You no longer have one device for one slice of content, another device for another slice of content, and some content shared. You just have a big bucket of content and a bunch of choices for how you want to experience it. That's different than how Nintendo has traditionally approached handhelds and consoles.
Where the problem arises is that inevitably the answer to a multi-device architecture where it's just the same games on console and handheld, running at different specs, is that you get something that's virtually identical to what Sony and developers supporting their hardware are already doing:
- Three devices: PS Vita, PS4, PS4 Pro
- Some software developed for all three with virtually the same experience across all
- Pretty much all software available across all through Remote Play
- Some software developed for only PS4 with virtually the same experience on PS4 and PS4 Pro
- Some software developed with special enhancements on PS4 Pro
No matter how scalable your architecture is, inevitably the results that are possible are going to be limited by the performance of each device. And that means some software will inevitably be left behind, or some results are going to be toned down on lower-spec hardware.

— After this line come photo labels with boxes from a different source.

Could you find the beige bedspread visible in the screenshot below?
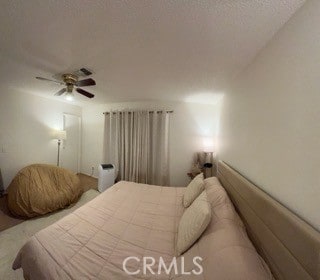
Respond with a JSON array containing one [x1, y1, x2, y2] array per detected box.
[[13, 180, 272, 280]]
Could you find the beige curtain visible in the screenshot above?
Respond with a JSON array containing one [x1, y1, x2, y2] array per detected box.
[[104, 111, 170, 185]]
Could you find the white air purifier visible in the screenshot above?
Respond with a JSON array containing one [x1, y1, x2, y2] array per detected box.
[[98, 164, 115, 192]]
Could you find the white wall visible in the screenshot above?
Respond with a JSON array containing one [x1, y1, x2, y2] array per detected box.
[[0, 89, 81, 188], [82, 102, 219, 186], [220, 0, 320, 229]]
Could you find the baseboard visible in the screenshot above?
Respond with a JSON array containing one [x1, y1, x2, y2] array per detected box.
[[78, 172, 98, 179]]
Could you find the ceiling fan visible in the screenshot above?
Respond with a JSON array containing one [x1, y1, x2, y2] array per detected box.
[[36, 68, 96, 100]]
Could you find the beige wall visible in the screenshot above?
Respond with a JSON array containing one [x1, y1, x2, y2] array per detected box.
[[82, 102, 219, 186], [0, 88, 81, 187], [220, 0, 320, 229]]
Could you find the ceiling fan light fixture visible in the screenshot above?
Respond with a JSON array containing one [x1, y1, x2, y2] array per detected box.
[[64, 92, 74, 101]]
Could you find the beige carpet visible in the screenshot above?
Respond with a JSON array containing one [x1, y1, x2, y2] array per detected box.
[[0, 189, 99, 280]]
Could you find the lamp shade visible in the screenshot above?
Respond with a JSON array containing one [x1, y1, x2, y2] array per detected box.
[[53, 130, 67, 140], [203, 137, 215, 153]]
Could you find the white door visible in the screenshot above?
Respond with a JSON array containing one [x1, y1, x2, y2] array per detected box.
[[61, 114, 81, 173]]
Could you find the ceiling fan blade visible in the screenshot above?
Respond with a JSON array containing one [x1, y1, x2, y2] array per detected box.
[[80, 68, 92, 76], [76, 78, 96, 87], [76, 88, 94, 98], [54, 88, 67, 96], [36, 77, 64, 85]]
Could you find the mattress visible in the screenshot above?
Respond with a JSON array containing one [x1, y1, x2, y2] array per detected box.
[[13, 179, 272, 280]]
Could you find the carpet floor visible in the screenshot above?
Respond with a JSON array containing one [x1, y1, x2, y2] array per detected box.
[[0, 189, 99, 280]]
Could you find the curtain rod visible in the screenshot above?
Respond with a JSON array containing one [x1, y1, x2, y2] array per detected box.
[[103, 110, 173, 115]]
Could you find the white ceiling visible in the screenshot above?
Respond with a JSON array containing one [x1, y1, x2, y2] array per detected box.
[[0, 0, 305, 104]]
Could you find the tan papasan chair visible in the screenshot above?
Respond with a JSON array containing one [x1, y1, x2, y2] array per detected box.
[[7, 164, 83, 218]]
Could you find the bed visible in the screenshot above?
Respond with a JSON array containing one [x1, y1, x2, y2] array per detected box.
[[13, 162, 320, 280]]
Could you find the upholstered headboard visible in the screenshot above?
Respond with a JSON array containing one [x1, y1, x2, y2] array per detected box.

So unless Nintendo's literally copying Sony's model with Vita/PS4/Pro (which as others have stated would not be a change from the industry status quo at all given that cross-buy is already a thing across handhelds and consoles), we're going to see something where the relationship between the devices themselves has changed in some way, not just the model for developing software.
And the best answer for that is that you have a device that itself supports a bunch of different form factors and play environments, not a bunch of discrete devices that just share the same pool of software.
I think Nintendo is actually likely to release more than one piece of hardware at one point or another. But, as Satoru Iwata said, they have no idea yet whether one device will be sufficient or whether the market will demand more devices with different configurations.